Demikian pula termasuk wasiat yang haram adalah berwasiat untuk ahli waris yang menerima warisan. [15]Mudzakkirah Fiqh, 3/128. Misalnya seseorang menjelang kematiannya berwasiat supaya seperlima hartanya diberikan kepada anak laki-lakinya atau kepada isterinya. Maka wasiat tersebut tidak sah, kecuali jika seluruh ahli waris menyetujuinya. Berdasarkan sabda Nabi ﷺ:
إِنَّ اللَّهَ قَدْ أَعْطَى كُل ذِي حَقٍّ حَقَّهُ فَلاَ وَصِيَّةَ لِوَارِثٍ
“Sesungguhnya Allah telah memberikan kepada setiap orang haknya masing-masing. Maka tidak boleh harta itu diwasiatkan kepada ahli waris.” [16]HR. Abu Dawud no. (2853), Tirmidzi no. (2203), Ibnu Majah no. (2713), dan dishahihkan oleh Syaikh Al Albani dalam Shahih Sunan Ibnu Majah no. (2193).
Imam Ibnu Qudamah ﷺ berkata, “Kesimpulannya, jika seseorang berwasiat untuk salah seorang ahli warisnya, dan seluruh ahli waris lainnya tidak setuju, maka wasiat tersebut tidak sah, tidak ada perselisihan antara ulama’ dalam masalah ini. Ibnul Mundzir dan Ibnu ‘Abdil Barr berkata, “Para ahli ilmu telah bersepakat dalam hal ini.” [17]Al Mughni, 8/396.
Termasuk juga dalam kategori wasiat yang haram adalah berwasiat dengan tujuan untuk menimbulkan madharat kepada ahli waris. Misalnya ia berwasiat semata-mata supaya jatah warisan ahli waris semakin sedikit. Berdasarkan firman Allah ﷻ:
مِنْ بَعْدِ وَصِيَّةٍ يُوصَى بِهَا أَوْ دَيْنٍ غَيْرَ مُضَارٍّ
“Sesudah dipenuhi wasiat yang dibuat olehnya atau sesudah dibayar hutangnya dengan tidak memberi mudharat (kepada ahli waris). (QS. An Nisaa’ : 12).
C. Rukun Wasiat
Ada empat rukun wasiat [18]Lihat al-Fiqh al-Muyassar, 6/280., yaitu :
- Al-Mushi, yaitu pemberi wasiat.
- Al-Musha lahu, yaitu penerima wasiat.
- Al-Musha bihi, yaitu harta yang diwasiatkan.

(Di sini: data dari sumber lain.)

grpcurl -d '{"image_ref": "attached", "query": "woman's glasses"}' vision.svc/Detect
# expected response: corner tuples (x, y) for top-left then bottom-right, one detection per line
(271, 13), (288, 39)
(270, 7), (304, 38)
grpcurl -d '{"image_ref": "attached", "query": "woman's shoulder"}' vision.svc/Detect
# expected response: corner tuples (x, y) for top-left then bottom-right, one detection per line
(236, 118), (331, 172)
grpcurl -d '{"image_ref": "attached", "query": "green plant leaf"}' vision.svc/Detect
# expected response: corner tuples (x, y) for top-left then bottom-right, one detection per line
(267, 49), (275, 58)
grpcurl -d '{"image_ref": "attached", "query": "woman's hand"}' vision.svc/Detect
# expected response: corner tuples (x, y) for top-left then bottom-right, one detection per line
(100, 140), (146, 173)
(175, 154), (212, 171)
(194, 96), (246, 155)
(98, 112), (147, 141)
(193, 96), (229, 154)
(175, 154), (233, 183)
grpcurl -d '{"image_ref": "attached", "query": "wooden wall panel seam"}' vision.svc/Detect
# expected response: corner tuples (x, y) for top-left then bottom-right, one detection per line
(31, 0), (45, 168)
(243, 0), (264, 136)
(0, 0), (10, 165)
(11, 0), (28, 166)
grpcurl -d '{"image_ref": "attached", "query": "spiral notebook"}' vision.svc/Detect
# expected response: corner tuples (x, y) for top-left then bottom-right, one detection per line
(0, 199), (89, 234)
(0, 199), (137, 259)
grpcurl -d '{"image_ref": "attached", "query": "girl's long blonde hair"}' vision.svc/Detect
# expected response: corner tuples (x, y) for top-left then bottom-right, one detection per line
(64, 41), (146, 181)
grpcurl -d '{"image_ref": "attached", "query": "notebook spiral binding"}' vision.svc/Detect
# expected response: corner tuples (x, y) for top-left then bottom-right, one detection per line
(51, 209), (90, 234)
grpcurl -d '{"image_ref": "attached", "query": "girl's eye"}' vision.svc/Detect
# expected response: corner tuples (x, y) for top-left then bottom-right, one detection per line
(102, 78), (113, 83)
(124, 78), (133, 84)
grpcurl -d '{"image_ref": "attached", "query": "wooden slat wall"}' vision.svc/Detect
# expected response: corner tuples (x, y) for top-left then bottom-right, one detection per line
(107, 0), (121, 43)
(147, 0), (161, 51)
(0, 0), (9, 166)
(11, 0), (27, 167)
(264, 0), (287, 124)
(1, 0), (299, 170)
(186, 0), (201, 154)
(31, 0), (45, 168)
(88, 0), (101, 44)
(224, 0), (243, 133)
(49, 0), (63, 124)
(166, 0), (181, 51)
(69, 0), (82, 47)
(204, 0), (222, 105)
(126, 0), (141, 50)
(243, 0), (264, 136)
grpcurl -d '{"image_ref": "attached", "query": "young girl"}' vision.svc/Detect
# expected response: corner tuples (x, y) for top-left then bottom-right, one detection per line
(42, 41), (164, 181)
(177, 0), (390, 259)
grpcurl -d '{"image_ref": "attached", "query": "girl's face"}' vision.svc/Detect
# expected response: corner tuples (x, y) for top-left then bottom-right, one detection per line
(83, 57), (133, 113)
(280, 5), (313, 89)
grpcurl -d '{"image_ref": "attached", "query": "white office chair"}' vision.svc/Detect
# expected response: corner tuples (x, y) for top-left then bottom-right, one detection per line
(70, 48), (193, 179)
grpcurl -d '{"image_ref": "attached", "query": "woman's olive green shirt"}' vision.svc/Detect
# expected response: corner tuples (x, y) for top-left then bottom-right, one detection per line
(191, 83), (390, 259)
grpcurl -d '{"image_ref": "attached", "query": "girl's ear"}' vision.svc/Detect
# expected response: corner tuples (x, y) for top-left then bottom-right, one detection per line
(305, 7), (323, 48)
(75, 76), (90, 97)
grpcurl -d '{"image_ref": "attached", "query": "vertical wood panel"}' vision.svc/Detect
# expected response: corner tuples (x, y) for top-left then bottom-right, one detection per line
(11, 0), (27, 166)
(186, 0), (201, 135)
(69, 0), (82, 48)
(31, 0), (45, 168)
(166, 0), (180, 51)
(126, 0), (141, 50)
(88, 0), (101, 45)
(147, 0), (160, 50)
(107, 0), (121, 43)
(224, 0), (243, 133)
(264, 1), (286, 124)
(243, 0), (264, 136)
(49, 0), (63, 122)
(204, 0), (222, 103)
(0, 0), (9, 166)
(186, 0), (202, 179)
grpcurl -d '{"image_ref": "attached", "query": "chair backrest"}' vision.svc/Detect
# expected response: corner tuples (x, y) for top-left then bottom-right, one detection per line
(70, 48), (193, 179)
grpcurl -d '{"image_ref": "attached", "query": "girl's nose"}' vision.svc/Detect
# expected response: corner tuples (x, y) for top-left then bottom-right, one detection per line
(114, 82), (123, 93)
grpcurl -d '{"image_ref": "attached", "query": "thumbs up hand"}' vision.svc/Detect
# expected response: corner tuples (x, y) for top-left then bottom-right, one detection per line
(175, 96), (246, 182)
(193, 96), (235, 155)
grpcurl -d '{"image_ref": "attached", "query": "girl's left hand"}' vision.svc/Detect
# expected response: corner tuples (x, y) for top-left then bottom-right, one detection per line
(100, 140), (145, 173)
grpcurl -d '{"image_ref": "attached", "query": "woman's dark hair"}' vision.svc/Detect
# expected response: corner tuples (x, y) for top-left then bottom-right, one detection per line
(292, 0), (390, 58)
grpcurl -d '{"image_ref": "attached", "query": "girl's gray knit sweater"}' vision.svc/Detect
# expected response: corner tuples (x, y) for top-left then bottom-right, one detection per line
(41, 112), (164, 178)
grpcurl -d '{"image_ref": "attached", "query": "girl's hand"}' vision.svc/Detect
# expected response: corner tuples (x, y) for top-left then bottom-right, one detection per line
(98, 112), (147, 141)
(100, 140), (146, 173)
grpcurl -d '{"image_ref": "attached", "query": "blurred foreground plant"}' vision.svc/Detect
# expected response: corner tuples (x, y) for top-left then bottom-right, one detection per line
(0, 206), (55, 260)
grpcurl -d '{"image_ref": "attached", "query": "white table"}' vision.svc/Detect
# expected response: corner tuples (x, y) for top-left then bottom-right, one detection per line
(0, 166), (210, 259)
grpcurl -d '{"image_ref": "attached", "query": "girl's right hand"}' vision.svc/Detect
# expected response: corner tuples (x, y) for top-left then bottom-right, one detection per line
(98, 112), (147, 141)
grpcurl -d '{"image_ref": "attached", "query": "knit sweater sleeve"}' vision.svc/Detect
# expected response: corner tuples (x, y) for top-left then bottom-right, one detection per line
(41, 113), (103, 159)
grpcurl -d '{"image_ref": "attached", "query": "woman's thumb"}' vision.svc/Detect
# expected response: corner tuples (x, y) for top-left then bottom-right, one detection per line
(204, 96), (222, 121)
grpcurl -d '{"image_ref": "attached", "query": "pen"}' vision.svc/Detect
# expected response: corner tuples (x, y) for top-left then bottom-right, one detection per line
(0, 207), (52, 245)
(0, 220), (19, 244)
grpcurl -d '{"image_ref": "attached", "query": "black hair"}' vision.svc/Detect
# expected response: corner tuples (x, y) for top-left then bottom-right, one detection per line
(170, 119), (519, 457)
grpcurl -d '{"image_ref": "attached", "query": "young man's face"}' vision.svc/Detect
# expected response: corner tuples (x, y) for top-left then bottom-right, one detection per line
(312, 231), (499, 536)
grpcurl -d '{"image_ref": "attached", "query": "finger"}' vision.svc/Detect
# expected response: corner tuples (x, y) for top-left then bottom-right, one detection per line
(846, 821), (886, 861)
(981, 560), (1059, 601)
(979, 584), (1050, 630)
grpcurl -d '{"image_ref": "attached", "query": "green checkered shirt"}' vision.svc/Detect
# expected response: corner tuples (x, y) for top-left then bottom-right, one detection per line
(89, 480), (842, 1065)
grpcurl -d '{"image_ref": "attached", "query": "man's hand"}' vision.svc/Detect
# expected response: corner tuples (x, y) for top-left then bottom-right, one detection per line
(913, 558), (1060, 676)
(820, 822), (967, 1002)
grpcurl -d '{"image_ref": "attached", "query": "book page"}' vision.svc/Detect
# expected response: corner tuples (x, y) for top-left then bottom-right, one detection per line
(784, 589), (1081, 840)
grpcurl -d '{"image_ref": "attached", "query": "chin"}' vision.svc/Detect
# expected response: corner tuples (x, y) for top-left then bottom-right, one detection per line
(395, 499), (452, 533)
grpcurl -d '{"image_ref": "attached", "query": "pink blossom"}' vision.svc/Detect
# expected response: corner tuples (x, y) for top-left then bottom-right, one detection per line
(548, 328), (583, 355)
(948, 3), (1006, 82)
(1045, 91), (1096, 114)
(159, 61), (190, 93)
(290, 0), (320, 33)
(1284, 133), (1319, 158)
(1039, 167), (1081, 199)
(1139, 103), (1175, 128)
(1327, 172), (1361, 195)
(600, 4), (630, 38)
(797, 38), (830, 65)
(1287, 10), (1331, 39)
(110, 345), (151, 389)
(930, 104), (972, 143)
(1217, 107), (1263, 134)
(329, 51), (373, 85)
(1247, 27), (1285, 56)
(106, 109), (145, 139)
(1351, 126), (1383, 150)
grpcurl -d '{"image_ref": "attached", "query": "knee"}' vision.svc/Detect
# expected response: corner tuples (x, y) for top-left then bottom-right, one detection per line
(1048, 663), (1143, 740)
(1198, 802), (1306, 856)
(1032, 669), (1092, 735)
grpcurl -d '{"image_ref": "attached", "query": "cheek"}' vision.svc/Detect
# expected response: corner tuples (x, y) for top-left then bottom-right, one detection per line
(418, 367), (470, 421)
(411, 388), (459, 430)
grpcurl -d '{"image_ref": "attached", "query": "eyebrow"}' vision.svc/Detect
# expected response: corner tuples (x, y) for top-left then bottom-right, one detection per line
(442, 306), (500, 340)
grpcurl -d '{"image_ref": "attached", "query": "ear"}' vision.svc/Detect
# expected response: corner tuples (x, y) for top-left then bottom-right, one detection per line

- As-Shighat [19]Shighat dalam akad wasiat sah dengan setiap ungkapan yang menunjukkan makna wasiat, tidak harus dengan ungkapan tertentu. (Mudzakkirah Fiqh, 3/126), yaitu lafadz yang digunakan dalam wasiat, misalnya seseorang berkata, “Saya wasiatkan sepertiga hartaku untuk si fulan setelah kematianku.”
D. Syarat Sah Wasiat
Ada beberapa syarat untuk keabsahan wasiat, sebagaimana rincian berikut ini [20]Lihat al-Fiqh al-Muyassar, 6/280-284. :
1. Pemberi wasiat sudah tamyiz [21]Para ulama’ berbeda pendapat tentang kapan seorang anak dihukumi tamyiz. Jumhur ulama’ berpendapat bahwa seorang anak tamyiz jika sudah berusia tujuh tahun, dengan dalil sabda Nabi ﷺ yang … Continue reading (meskipun belum baligh) [22]Ini adalah pendapat madzhab Malikiyah dan Hanabilah. Adapun madzhab Hanafiyah dan Syafi’iyyah berpendapat bahwa dipersyaratkan baligh untuk keabsahan wasiat. (al-Fiqh al-Muyassar, 5/280-281).
Sebagaimana diriwayatkan dari ‘Umar bin Khatthab رضي الله عنه di mana beliau memperbolehkan wasiat seorang anak dari Ghassan [23]Atsar riwayat Imam Malik dengan sanad yang shahih. (al-Mukhtashar fi al-Mu’amalat, hlm. 274). Adapun anak kecil yang belum tamyiz maka tidak sah wasiatnya.
2. Pemberi wasiat adalah orang yang berakal
Maka tidak sah wasiat orang gila atau orang mabuk, karena perkataan mereka tidak dianggap dalam tinjauan syari’at. [24]Minhaj al-Muslim, hlm. 329.
3. Pemberi wasiat adalah orang yang merdeka, bukan budak.
4. Pemberi wasiat bukan orang yang memiliki hutang menyamai keseluruhan hartanya.
Jika demikian maka tidak sah wasiatnya karena membayar hutang lebih didahulukan daripada menunaikan wasiat.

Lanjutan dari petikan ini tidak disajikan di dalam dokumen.